The Narenji team's treatment is another example of how technologists are targeted by governments worldwide as a result of their work. It doesn't matter if you're writing a blog about Android development or distributing anti-censorship proxies: to many governments, simply being well-known online or having a latent power to influence or change society through your technical knowledge can quickly turn you into an unacceptable threat to the social order.
Popular but apolitical bloggers like Narenji’s also risk being caught in internecine battles over which they have no control. Iranian political experts we've spoken to consider that Narenji's arrest by the local Kermani Revolutionary Guard may be a deliberate response by local radicals against the Rouhani administration's encouragement of tech entrepreneurs: a signal that makes clear that Tehran should not go too far in its moderation. Narenji's high visibility may not have given them protection against the Revolutionary Guard; rather, it may have made them more of a target.
Predations on the technical community have a long, sad, history. EFF's own birth began with an ignorant and fearful crackdown marshalled against hackers in the United States; politically-motivated prosecutions of techno-activists like Aaron Swartz continue to this day. If we're to stop them from taking place anywhere, whether in the United States, Iran, or Russia, we need to unite to protect and publicize the unjust detention and intimidation of technologists everywhere.
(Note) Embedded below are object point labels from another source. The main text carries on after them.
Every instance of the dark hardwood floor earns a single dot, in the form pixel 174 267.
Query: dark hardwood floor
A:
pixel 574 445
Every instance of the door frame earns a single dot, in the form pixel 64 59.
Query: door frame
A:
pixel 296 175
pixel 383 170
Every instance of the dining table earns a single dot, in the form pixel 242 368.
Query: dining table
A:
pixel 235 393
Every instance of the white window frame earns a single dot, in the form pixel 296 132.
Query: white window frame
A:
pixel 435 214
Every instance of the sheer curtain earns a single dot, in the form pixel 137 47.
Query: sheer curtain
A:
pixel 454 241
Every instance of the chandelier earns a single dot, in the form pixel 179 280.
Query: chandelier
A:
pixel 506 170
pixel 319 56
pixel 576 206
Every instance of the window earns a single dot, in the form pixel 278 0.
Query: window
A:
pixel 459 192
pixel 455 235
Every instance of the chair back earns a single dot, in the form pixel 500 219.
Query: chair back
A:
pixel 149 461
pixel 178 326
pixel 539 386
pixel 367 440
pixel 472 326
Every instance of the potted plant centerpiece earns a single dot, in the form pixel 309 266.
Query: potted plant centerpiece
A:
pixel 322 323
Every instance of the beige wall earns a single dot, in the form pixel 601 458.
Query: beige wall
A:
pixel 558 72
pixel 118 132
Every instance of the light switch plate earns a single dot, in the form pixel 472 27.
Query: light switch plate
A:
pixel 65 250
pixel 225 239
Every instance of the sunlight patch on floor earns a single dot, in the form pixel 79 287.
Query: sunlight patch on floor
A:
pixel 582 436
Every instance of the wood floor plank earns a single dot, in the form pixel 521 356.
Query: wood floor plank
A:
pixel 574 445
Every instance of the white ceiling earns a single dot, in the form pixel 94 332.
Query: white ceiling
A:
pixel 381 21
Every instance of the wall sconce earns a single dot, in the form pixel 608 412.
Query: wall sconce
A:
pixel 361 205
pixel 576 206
You can help by signing this petition to the Iranian government to release the Narenji team, or raise awareness of their case on social media, using the hashtags #Narenji and #نارنجی. More importantly, spread the word of their case among your own community. The more publicity Narenji gains from ordinary people, the greater the likelihood they will be kept safe in jail, and tried quickly.